Economic sanctions have been the most significant tool from the West when it comes to impacting Russian aggression against Ukraine – with many citing the removal of the country from SWIFT as being the most potent action that could be taken. 

However, we spoke to Peter Klein, CTO and Co-Founder of FinLync, who shared his insight on just how significant the move taken by the West will be, and what Russia may have done to mitigate the damage caused to its economy and payment system. 

PaymentExpert: Firstly, are you able to tell us more about SWIFT and why it has become the forefront of news during this conflict? 

Peter Klein: At its core, SWIFT is a messaging network that moves files from one party to another. The SWIFT network enables bank-to-bank connectivity, which means that member banks in Russia can send and receive data with banks outside the country. 

It also offers corporate-to-bank connectivity, which provides treasury and finance teams of member corporations with connectivity to their member banks in Russia for domestic and cross-border payment initiation, as well as cash visibility and other treasury activities. 

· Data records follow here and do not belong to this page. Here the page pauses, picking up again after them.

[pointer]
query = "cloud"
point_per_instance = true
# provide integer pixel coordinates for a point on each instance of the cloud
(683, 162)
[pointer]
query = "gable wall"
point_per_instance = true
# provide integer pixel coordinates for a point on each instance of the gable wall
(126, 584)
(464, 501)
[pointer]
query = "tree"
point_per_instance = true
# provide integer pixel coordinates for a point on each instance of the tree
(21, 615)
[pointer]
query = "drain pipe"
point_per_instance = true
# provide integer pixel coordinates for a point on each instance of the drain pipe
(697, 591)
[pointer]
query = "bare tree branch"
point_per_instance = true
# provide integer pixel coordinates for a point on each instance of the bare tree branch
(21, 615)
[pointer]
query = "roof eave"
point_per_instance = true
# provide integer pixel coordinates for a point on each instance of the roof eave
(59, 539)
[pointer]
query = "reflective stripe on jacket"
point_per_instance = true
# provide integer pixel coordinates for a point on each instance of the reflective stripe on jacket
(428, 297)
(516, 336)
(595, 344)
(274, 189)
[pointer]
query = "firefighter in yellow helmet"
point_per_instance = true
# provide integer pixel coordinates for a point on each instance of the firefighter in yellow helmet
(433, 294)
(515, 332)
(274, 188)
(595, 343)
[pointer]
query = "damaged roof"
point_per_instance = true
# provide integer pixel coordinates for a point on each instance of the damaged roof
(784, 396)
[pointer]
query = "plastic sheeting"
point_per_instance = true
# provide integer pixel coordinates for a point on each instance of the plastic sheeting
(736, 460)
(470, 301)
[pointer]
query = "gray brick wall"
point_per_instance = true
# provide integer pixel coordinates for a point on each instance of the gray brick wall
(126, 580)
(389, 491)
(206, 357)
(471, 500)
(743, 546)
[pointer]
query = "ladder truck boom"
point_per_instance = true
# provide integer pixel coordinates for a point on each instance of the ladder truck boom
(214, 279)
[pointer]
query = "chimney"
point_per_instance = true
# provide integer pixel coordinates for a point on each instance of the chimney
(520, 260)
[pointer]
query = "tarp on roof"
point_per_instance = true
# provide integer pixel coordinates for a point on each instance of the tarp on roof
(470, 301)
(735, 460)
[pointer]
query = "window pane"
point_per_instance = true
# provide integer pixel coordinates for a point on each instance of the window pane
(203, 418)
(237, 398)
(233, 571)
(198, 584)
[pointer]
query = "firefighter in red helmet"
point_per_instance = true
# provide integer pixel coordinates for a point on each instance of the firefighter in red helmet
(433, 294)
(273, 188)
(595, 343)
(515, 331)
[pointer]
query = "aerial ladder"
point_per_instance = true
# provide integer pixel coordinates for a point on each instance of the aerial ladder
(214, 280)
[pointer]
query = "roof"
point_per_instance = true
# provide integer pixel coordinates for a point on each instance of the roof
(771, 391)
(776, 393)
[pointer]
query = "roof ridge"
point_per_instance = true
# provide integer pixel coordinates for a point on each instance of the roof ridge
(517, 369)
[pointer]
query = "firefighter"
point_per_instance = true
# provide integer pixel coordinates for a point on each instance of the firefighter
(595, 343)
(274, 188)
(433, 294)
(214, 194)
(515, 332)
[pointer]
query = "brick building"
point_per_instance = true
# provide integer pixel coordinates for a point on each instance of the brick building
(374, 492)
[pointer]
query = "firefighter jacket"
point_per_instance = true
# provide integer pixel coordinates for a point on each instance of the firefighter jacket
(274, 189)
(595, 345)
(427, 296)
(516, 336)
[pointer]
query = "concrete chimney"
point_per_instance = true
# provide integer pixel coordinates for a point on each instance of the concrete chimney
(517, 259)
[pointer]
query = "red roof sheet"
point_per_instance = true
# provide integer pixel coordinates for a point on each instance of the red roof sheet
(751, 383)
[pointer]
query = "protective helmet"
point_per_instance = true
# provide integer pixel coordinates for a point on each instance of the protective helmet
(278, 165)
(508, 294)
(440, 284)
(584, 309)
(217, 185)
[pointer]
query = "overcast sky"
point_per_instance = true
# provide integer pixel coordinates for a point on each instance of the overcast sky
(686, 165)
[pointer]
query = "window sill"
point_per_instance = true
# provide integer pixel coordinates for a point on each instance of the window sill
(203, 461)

SWIFT has come to the forefront amid the current situation in Ukraine because it is the dominant global payment network. That said, removing certain Russian banks from the SWIFT network is actually unlikely to have a significant impact on the movement of money in and out of Russia, because there are many other ways to send data from one party to another. 

The attention that we’re seeing on SWIFT actually comes as SWIFT is being replaced with new, more innovative bank connectivity methods and ways to move money and data. In particular, banks are building their own APIs that allow them to transact with their customers and other banks directly in real-time.

PE: Will the delay in implementing the SWIFT sanctions have allowed for alternative plans to have been put in place for Russia? 

PK: Even prior to the current sanctions, banks and corporations would have business continuity plans in place to control for a SWIFT outage. It is likely that Russian banks would have already built alternate methods for moving their data through different channels. 

Indeed, the development of Russia’s homegrown SWIFT-equivalent, called SPFS, was started in 2014 in response to the threat of being expelled from SWIFT due to Russia’s annexation of Crimea.

PE: Can Russia call on alternative relationships to mitigate the impact of being removed from SWIFT? 

PK: While SWIFT is the most common network for moving money globally, some countries have built their own messaging networks. For example, Russia developed its SWIFT equivalent, SPFS, or the System for Transfer of Financial Messages, in 2014, when it was threatened with expulsion from SWIFT due to its annexation of Crimea. SPFS allows for transfer of funds between any two banks on the system. 

Because only select Russian banks are to be removed from SWIFT, some Russian banks will still remain active on SWIFT – so funds could be moved from a sanctioned Russian bank to an unsanctioned Russian bank via a messaging network like SPFS. 

Non-Russian banks with branches in Russia also remain active on SWIFT, which means that funds could also be moved from a sanctioned bank to the Russia branch of a foreign bank through an alternate messaging network

China has also developed its own messaging network, CIPS, which as of 2021 counted 80 financial institutions as its members, including approximately 23 Russian banks. Funds in the impacted Russian banks could be transferred to unsanctioned banks via CIPS. 

Phones and fax machines are also a possible route for sanctioned Russian banks, according to the Biden Administration in the United States. 

Additionally, when thinking about connectivity between banks and companies, while SWIFT remains the most commonly-used channel globally today, it is becoming increasingly obsolete in the face of advancements in bank APIs. 

That said, connecting to a bank API is not easy, and while corporate bank API aggregators offer a streamlined process for connecting, doing so is not an overnight process and depends on the readiness of the company’s bank partners. 

PE: How much will the removal of select Russian banks from SWIFT impact Western nations on the receiving who previously dealt with Russia? 

PK: The removal of select Russian banks from SWIFT has technical impacts on corporate finance teams at businesses based in Western nations and around the world. These include verifying whether any bank partners are now under sanctions or expected to be soon, eliminating sanctioned banks from pre-authorised wire transfer platforms and, more broadly, evaluating their organisation’s total exposure to the war in Ukraine. 

In addition to these technical impacts, there are also reputational impacts and associated fallout from the removal of select Russian banks from SWIFT, the consequences of which are already being seen with the devaluation of the ruble, long lines at ATM machines and the closure of the Moscow Exchange.